The Agency wants to cut the number of cases of campylobacter poisoning in half by the end of 2015.
Middlesbrough Council is asking local butchers shops to promote Food Safety Week and help protect their customers from the risks of campylobacter food poisoning.
The Council have also provided information to caterers in Middlesbrough to raise awareness of campylobacter and the hygiene practices that are needed to prevent its spread.
The Public Protection Service would like to encourage Middlesbrough residents to take the Chicken Challenge:
- Bag and store raw chicken separately from other food, covered and chilled on the bottom shelf of the fridge.
- Do not wash raw chicken, this can spread bacteria.
- Wash everything that has touched raw chicken in soap and hot water – your hands and utensils.

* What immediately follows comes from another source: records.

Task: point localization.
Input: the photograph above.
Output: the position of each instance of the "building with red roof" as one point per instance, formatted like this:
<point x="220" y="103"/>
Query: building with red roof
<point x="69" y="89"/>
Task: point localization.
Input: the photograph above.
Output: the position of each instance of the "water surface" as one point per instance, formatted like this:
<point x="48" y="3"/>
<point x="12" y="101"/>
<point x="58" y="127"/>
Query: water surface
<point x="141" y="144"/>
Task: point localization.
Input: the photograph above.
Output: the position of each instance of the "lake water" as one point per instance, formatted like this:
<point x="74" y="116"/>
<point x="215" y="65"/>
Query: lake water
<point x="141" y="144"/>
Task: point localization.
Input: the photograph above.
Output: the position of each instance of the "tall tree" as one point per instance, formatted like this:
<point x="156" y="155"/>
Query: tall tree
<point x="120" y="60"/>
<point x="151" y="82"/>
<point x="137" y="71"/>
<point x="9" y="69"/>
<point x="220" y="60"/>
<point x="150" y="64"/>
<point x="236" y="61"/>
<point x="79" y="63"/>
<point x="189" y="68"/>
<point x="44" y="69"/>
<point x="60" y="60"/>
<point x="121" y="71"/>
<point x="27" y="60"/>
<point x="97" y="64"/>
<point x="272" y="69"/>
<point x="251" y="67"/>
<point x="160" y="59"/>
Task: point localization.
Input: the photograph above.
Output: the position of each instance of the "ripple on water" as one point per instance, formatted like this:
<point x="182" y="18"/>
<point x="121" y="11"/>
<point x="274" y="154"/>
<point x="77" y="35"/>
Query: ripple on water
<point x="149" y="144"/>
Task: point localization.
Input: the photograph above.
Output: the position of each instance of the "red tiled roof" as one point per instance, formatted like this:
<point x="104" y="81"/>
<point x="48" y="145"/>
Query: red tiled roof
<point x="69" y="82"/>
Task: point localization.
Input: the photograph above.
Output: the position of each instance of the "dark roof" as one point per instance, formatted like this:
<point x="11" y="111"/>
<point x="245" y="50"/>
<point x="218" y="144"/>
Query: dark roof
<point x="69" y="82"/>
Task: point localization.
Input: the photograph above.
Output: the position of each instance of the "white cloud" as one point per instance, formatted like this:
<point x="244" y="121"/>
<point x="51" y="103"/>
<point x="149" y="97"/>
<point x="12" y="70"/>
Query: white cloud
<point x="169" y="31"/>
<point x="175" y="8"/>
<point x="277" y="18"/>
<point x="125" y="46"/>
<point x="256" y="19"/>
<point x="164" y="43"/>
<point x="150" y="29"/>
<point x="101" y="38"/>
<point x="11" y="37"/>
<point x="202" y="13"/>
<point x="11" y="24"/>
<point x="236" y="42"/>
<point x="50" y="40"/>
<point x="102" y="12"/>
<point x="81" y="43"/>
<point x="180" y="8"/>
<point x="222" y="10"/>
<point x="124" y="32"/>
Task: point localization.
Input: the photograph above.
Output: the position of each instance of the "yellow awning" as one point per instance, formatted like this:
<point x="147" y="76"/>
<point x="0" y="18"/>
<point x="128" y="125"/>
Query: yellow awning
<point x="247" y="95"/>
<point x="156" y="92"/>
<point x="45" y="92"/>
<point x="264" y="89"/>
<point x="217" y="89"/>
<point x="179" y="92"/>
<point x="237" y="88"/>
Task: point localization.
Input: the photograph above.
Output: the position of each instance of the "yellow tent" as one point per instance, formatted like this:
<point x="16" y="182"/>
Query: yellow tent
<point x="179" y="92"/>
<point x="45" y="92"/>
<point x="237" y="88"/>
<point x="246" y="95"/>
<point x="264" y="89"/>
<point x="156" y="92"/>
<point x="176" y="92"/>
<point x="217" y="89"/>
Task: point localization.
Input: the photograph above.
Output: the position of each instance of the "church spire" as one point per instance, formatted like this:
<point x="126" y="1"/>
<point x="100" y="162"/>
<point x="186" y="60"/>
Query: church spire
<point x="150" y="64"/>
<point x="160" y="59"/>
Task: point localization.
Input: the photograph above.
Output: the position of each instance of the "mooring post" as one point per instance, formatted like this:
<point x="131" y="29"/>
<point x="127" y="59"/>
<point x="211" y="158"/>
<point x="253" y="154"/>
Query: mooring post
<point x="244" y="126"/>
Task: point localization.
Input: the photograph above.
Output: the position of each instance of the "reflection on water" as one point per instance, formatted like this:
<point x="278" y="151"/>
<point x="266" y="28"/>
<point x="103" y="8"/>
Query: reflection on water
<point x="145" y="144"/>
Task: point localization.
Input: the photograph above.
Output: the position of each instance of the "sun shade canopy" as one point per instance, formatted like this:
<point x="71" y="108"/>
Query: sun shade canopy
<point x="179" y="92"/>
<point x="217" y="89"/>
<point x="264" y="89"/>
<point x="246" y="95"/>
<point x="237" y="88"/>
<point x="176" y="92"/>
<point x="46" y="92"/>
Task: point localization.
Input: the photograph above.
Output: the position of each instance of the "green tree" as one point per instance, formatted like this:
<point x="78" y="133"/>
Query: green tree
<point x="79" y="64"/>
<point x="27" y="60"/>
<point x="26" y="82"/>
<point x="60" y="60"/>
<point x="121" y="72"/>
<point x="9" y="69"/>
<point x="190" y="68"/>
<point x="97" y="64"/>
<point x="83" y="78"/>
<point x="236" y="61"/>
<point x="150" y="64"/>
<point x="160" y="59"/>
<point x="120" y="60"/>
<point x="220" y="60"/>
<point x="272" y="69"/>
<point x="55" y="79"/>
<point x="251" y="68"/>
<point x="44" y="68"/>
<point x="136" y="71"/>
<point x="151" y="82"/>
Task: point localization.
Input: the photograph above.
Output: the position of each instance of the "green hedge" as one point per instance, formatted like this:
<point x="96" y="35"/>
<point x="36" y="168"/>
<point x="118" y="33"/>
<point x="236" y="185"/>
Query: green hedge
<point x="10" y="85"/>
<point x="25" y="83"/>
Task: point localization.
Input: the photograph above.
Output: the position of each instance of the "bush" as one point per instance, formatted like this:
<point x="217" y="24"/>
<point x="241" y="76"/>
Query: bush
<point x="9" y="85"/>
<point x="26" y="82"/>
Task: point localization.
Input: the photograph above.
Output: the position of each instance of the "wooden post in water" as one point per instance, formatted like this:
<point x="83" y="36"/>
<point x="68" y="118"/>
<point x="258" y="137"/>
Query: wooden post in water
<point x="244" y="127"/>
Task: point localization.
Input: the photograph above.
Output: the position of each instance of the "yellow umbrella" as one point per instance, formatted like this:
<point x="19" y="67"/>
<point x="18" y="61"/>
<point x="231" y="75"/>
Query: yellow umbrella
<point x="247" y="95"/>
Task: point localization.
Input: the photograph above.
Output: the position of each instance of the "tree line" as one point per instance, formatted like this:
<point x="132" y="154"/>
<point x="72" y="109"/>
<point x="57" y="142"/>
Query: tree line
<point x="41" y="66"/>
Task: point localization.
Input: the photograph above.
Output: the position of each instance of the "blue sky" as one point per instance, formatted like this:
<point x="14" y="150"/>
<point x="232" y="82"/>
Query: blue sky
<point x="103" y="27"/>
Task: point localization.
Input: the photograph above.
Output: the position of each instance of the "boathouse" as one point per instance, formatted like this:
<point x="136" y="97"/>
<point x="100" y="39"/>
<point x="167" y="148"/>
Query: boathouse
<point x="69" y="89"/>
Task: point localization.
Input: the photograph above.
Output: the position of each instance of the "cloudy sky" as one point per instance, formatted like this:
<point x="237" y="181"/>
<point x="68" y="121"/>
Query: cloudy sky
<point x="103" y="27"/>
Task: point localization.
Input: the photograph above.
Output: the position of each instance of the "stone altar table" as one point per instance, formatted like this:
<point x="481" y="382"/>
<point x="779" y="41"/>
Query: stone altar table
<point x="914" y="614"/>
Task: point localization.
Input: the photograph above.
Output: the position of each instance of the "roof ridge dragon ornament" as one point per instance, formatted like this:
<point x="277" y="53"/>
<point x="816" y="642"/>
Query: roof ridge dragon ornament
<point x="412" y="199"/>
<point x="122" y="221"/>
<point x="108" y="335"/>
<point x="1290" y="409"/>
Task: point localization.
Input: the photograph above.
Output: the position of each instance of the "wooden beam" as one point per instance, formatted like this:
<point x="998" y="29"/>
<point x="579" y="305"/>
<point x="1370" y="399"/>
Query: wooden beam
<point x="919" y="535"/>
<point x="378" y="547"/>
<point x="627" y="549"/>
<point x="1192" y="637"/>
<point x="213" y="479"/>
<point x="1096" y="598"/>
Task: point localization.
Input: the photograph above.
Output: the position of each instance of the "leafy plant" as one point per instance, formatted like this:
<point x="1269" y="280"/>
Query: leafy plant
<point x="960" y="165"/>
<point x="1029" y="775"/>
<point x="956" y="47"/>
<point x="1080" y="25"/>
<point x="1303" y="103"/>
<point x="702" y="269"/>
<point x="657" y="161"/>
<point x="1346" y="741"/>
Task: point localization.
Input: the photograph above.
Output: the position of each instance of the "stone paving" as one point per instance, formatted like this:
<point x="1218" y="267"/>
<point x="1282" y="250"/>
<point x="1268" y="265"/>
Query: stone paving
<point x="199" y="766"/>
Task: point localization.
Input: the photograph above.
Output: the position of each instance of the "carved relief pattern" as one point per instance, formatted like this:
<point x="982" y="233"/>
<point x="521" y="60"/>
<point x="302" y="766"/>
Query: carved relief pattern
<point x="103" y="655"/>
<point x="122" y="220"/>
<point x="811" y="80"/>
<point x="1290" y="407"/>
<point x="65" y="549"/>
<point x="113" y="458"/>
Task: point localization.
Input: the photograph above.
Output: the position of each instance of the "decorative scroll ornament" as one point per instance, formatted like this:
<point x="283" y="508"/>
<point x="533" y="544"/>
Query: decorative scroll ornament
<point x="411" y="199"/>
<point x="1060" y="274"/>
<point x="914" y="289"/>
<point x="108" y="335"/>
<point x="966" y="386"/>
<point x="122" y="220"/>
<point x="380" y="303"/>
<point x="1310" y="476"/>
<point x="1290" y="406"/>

- Check chicken is cooked properly – no pink meat, steaming hot and the juices run clear.
Edward Kunonga, Director of Public Health for Middlesbrough Council, said: “Reducing food borne infections is a key local and national food safety priority.
“In Middlesbrough, campylobacter infections account for more than half of all food borne diseases reported to the Council.
“The typical symptoms of campylobacter infections include severe diarrhoea and abdominal pain lasting between two and five days. It is a very unpleasant illness that can take several weeks to fully recover from.”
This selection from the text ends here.